Scivillage.com Casual Discussion Science Forum

Full Version: Search Engine Algorithms( or "Search Engines the proverbial Lemonade Stand")
You're currently viewing a stripped down version of our content. View the full version with proper formatting.
While I would gather a majority of people aren't particular interested in getting the top spot in a search engine.  I have currently been falling headlong into the rabbit burrow to try and fathom how to do some rather interesting tasks.  I'm not going to spoil what it is I'm up to, at least not yet (I've still a way to go to reach and significant milestones).

In any event it doesn't mean I can't talk about some of the things I've been working "with" while working "on" things.

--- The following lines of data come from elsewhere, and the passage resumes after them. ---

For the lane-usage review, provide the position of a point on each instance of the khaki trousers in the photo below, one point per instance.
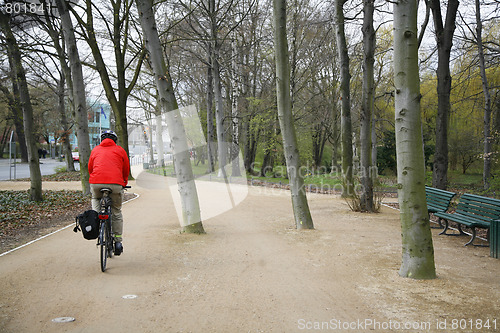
(116, 205)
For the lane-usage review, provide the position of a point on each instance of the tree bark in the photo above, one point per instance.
(79, 94)
(210, 113)
(14, 54)
(367, 203)
(185, 180)
(303, 219)
(444, 39)
(119, 35)
(235, 95)
(70, 164)
(346, 125)
(487, 101)
(417, 247)
(219, 105)
(14, 103)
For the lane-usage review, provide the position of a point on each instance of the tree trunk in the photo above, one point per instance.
(70, 164)
(79, 94)
(210, 113)
(56, 36)
(487, 100)
(191, 214)
(367, 107)
(346, 126)
(303, 219)
(235, 147)
(444, 38)
(417, 248)
(14, 54)
(16, 113)
(159, 134)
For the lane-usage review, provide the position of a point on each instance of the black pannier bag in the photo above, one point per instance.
(88, 223)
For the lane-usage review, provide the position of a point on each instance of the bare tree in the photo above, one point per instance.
(185, 179)
(444, 38)
(417, 247)
(79, 93)
(367, 203)
(14, 55)
(303, 219)
(346, 125)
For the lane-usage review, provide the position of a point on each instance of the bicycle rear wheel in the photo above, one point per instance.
(109, 239)
(103, 242)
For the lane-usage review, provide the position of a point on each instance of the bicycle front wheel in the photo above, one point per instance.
(103, 242)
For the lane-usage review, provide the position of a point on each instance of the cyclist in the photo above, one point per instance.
(109, 167)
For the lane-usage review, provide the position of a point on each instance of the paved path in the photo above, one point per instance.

Search Engine Algorithms are pretty much the next generation version of Dissertation statistics.  Such as the "Density of Keywords". 
According to the rather bland article Keyword Density (wikipedia.org) the mathematics employed for the most part is:

WordDensity = (WordFrequency / TotalWords) * 100

From what I've currently been toying with however, I don't think this would anywhere equate an actual value that on it's own could reflect a keyword within a body of text, especially in relationship to forum discussions and the like.  The main problem is in regards to whether you test against the true total of words or if a dictionary of extremely common words is actually omitted.  The problem then is "Key Terms", where it's not just a keyword but a number of words that string together. 

This means actually identifying the substrings and treating them with a combined weight (not just and individual one)

There is then the problem of actually "Scraping" a page of information and then "sorting" it so that you aren't clustering all the heavy density words together where they are completely disenfranchised by having all the common dictionary omitted words removed.

On top of those fair points, is the fact that the written word (at least electronic one) is time sensitive in nature especially in regards to social network standards.  I mean you could take a copy of all the graffiti from Hadrian's Wall (wikipedia.org) from 19 hundreds years ago and create a keyword density output, however it doesn't mean that what the Romans talked about then is popular now or holds any actually relevance nowadays.

It's one of the main reasons why large search engine giants have spiders frequenting peoples websites to keep an updated conclusion of what exists and where it exists, so they can constantly tweak their algorithms.  Especially so when you consider that an algorithm to them isn't some puzzle to solve or something to understand, it literally is a source of revenue through those sites that actually do use advertisement and they want to make sure that they squeeze every penny out of what they can.